“Do you know how I’ve prayed everyday that he would escape,” says Laurie Strode (Jamie Lee Curtis) of her once and current pursuer Michael Myers, “so I can kill him?”
“Well,” replies the policeman she’s speaking to, “that was a dumb thing to pray for.”
This moment, which inspired a ripple of hearty laughter at my screening, gets at what works so well about the new “Halloween.” The script, cowritten by director David Gordon Green (“Pineapple Express,” “Joe,” “George Washington”) and Danny McBride, is sharp and funny about occasionally calling out its own horror tropes without going too far into “Scream” territory and breaking the fourth wall. Instead, the characters’ moments of self-awareness and humor — for which the child being babysat (Jibrail Nantambu) is the undoubted MVP — serve to make them and the danger they face feel that much more authentic, and “Halloween” has always worked best when it’s close to home.
The 11th entry in its franchise, this “Halloween” ignores the events of every other one but the 1978 original (the only one I’ve seen, conveniently enough) in order to function as a direct sequel. That conceit, plus the return of John Carpenter as executive producer and Curtis in the lead role, gives the film rare license for a horror sequel to focus on finishinga story rather than prolonging it, building to a fundamentally satisfying showdown between masked slasher Michael Myers and the one victim that got away.
We’re reintroduced to Myers through a pair of investigative podcast hosts (with British accents, for maximum pretentiousness) visiting his facility just days before he’s scheduled to be transferred elsewhere and locked in solitary for good. After unveiling his old mask and shouting at him in vain to “SAY SOMETHING!” they go visit a less-than-hospitable — in fact, straight-up agoraphobic — Laurie Strode to convince her to face her almost-killer, saying there’s a “great deal to learn” from the horror she experienced.
This belief, also expressed by psychiatrist Dr. Sartain (Haluk Bilginer, “the new Loomis,” as Laurie calls him), becomes a running theme that hits on Green’s throwback approach to the material — people (or Hollywood producers) keep wanting to understand more about Michael Myers, but Laurie (and the filmmakers) know that’s a fundamental misunderstanding of his evil. He doesn’t exist to be understood or talked to or reasoned with; he exists to kill or be killed.
This time around, after Michael inevitably escapes his captors while in transit, he has three generations of Strodes to contend with, between the survivalist, trauma-driven Laurie, her estranged daughter Karen (Judy Greer), and empathetic granddaughter Allyson (Andi Matichak). This is one of those horror movies where viewers are enthralled not just by the impending threat, but by the protagonists’ craftiness in evading and combatting it, too.

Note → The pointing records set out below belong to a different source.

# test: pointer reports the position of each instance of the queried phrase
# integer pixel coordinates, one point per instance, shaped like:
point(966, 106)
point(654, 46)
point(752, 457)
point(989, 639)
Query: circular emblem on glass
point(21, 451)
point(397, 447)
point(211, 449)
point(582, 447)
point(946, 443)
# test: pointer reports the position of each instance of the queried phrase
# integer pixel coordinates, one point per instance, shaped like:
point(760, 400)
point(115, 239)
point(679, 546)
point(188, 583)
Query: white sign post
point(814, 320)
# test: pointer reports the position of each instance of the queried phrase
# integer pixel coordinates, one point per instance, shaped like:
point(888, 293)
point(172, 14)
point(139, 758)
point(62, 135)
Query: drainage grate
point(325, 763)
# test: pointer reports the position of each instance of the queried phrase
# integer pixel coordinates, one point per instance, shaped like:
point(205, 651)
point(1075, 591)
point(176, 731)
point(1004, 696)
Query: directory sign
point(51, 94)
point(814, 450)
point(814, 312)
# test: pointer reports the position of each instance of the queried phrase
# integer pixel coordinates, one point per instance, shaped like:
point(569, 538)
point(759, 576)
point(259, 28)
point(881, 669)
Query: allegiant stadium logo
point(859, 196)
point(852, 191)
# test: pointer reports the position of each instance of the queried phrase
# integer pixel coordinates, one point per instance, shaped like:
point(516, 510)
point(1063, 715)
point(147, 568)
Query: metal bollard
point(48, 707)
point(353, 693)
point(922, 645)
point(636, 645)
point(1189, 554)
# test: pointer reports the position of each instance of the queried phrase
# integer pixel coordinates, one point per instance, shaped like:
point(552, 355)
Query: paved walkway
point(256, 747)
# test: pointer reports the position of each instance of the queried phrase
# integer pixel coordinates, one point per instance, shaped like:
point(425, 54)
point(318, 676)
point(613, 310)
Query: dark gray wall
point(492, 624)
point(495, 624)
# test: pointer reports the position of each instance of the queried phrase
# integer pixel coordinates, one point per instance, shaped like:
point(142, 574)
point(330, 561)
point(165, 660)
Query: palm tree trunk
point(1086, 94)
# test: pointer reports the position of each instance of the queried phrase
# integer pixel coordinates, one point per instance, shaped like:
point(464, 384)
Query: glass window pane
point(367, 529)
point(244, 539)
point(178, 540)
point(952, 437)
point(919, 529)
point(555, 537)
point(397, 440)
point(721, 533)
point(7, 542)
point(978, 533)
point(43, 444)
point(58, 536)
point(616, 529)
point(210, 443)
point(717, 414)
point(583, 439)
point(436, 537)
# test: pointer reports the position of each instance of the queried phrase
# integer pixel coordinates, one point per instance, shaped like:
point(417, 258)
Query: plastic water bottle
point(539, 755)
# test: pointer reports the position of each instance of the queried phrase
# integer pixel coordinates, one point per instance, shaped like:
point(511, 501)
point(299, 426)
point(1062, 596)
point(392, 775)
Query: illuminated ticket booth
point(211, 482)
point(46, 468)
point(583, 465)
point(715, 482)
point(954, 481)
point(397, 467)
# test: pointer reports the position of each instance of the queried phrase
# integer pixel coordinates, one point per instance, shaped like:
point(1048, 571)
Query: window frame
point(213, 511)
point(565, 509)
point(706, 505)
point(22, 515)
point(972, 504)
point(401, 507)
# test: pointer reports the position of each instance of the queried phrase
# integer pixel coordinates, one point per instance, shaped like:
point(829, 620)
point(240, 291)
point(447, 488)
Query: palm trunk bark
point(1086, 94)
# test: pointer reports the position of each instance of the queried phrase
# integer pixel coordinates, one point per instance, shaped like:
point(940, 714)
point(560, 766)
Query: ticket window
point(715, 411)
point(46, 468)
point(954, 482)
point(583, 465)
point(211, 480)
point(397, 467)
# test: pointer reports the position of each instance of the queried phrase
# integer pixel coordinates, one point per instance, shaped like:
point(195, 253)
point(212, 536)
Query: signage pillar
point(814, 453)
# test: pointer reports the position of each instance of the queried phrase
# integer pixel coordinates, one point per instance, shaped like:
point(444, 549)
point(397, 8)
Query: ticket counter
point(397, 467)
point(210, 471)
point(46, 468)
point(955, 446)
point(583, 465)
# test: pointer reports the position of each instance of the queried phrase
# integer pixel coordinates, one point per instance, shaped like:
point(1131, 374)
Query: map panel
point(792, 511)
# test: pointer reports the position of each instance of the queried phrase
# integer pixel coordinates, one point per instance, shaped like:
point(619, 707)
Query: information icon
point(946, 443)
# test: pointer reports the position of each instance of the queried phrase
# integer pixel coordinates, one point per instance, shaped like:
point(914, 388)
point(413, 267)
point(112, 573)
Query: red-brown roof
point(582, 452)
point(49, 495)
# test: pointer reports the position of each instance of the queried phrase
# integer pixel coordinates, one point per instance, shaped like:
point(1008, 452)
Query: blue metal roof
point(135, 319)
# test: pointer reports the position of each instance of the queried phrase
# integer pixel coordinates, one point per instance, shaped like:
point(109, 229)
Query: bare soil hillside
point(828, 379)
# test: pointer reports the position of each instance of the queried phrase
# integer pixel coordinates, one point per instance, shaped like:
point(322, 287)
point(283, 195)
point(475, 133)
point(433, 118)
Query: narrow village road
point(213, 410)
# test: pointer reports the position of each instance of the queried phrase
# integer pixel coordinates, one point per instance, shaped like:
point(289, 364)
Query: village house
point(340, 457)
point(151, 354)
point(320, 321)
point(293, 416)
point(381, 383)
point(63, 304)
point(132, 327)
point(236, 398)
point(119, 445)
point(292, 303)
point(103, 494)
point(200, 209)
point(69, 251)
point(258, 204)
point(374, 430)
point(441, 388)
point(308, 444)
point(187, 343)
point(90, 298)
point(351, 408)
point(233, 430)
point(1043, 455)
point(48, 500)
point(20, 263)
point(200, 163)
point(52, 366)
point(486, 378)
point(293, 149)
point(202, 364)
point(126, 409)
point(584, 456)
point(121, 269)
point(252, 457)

But man, how about that threat, though? Some of the film’s best scenes are those more or less unrelated to the plot, simply following Michael stalking amidst trick-or-treaters and through suburban homes, the camera gliding smoothly between inside and outside to show how easily he does the same. As in the original, viewers are encouraged to search the frame for his presence at all times as the tension builds methodically and unbearably through familiar details rendered newly ominous — a kitchen knife drying on the dish rack, a clothesline blowing in the dark, the sound of someone breathing just off-camera. The kills themselves are also memorably brutal and effectively button-pushing, both in their suddenness and manner of execution.
This is everything Michael Myers should be — a threat simultaneously close to home and unknowable, terrifying for the casualness and curiosity with which he kills and upgrades weapons like a first-person shooter video game character. Green’s success is in understanding what’s so timelessly scary about this cinematic boogeyman, and infusing that with a few well-observed modern elements before getting to the confrontations and clever role reversals that finally resolve the original’s cliffhanger ending.
In the opening credits, we see a rotted jack-o-lantern regaining its shape in a reverse time lapse, and by the end, this implication of a franchise reborn actually feels earned. As for whether or not it will remain the franchise’s final conclusion as Green and McBride seemed to intend, count me in the same camp with Carpenter and Laurie Strode herself —there aren’t new insights or discoveries to be made from Michael Myers at this point, just box office receipts. Unfortunately, for Hollywood, that’ll probably be enough to warrant another 10 sequels.